Tom Marino, the Republican Pennsylvania congressman who had been nominated for the position of drug czar in the Trump administration, withdrew his name from consideration for the job on Tuesday morning after a blockbuster Washington Post/60 Minutes report detailed his role in a push to prevent law enforcement from cracking down on drug-company malfeasance in the midst of the country’s worst addiction crisis ever.
President Trump broke the news of Marino’s decision on his Twitter feed.
On Monday, Trump said he was “looking into” whether Marino’s nomination was still viable in the aftermath of the exposé, ahead of what he billed as a “major announcement” on the opioid crisis next week.

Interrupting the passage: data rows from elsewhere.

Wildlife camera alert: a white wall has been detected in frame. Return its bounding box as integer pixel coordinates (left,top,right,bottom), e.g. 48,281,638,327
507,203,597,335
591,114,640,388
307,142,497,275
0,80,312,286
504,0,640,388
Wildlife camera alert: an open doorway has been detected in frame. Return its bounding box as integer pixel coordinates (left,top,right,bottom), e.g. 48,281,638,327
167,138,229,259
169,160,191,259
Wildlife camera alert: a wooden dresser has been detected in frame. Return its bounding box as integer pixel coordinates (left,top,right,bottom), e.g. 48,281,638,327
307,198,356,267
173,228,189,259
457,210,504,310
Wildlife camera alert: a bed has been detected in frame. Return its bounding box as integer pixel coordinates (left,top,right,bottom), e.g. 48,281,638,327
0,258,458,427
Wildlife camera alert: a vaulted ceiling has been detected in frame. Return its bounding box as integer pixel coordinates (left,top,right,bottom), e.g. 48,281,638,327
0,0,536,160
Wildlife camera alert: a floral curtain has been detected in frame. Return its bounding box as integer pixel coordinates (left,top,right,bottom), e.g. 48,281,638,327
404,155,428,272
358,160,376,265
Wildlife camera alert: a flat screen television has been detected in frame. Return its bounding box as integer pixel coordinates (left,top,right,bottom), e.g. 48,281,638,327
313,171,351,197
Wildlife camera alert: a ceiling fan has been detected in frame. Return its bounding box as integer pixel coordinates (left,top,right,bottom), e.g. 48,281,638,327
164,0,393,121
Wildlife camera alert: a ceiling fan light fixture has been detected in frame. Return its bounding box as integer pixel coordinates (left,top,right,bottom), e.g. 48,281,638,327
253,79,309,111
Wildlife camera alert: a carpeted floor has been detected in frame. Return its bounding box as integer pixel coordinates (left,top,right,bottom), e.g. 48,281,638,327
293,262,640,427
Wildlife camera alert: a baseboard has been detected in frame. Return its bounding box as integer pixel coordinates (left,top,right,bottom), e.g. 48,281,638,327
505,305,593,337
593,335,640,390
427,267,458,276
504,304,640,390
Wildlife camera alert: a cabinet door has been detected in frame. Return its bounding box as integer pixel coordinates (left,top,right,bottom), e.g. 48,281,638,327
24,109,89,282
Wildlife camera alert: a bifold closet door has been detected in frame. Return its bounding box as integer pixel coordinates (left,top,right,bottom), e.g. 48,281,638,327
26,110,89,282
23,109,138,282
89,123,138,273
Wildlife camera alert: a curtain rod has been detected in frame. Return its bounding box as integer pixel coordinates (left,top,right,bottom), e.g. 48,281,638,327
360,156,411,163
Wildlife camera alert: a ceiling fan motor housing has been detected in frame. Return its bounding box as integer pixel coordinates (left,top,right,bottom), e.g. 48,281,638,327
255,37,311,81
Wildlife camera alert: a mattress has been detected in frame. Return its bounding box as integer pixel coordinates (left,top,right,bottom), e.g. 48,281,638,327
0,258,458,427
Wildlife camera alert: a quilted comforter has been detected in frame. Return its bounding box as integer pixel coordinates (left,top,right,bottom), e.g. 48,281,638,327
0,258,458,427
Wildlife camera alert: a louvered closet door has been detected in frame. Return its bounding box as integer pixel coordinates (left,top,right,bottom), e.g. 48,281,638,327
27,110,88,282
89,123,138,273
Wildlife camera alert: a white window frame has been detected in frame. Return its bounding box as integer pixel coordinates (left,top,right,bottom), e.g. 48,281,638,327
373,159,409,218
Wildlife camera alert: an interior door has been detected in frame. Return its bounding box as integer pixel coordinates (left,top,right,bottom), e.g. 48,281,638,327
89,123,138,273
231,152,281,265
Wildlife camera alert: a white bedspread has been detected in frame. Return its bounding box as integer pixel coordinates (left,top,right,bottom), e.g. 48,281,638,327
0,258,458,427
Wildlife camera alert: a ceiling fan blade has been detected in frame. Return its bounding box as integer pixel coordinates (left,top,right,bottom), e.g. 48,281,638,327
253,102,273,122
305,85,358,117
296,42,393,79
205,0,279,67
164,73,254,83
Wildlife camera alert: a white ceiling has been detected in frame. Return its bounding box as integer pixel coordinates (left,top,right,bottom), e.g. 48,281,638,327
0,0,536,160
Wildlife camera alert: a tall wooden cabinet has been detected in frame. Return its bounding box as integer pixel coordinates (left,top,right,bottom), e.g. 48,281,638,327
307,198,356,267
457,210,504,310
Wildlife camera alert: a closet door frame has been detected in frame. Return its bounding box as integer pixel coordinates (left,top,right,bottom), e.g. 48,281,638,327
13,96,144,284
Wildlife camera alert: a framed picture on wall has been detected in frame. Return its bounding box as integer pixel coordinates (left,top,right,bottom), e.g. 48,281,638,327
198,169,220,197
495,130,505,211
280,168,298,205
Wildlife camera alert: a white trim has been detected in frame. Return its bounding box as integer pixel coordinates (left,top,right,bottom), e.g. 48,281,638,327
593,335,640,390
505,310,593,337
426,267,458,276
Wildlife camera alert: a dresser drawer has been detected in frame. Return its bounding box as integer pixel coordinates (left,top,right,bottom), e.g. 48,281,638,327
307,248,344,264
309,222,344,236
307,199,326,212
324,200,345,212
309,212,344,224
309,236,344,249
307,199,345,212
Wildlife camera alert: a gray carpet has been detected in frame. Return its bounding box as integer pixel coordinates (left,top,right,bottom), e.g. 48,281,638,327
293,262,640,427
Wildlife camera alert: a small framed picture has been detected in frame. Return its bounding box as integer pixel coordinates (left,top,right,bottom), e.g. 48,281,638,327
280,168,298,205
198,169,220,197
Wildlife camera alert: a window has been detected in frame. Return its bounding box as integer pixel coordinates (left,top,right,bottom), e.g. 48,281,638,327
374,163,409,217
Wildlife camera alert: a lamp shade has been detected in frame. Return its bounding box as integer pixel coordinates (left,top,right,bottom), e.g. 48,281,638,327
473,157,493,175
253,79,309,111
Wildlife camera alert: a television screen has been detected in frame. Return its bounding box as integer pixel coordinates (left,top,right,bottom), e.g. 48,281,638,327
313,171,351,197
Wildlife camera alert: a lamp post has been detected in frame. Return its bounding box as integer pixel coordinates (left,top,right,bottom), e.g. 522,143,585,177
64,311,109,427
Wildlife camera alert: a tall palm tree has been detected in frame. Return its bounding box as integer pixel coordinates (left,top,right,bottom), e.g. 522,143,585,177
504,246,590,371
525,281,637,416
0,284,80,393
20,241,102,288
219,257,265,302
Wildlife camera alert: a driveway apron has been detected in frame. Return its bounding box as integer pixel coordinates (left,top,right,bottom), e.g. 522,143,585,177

On Sunday, the Washington Post and 60 Minutes detailed how Marino, with the help of powerful drug companies, had led efforts to pass the Ensuring Patient Access and Effective Drug Enforcement Act, which President Obama signed into law in 2016. The law, vociferously opposed by the Drug Enforcement Administration, watered down rules allowing the agency to crack down on drug companies that had unscrupulously allowed strong prescription narcotics to flood the streets. Abuse of such pills was the first step for many Americans to move on to heroin and fentanyl, greatly intensifying a still-worsening drug epidemic that has seen hundreds of thousands of deaths in recent years.
In the wake of the report, some Democratic lawmakers urged Trump to reconsider Marino’s nomination. West Virginia senator Joe Manchin wrote in a letter to the president that Marino had “tied the hands of the DEA in their efforts to enforce our nation’s laws.”
A previous version of this article erroneously stated that Marino had been nominated to head the Drug Enforcement Administration.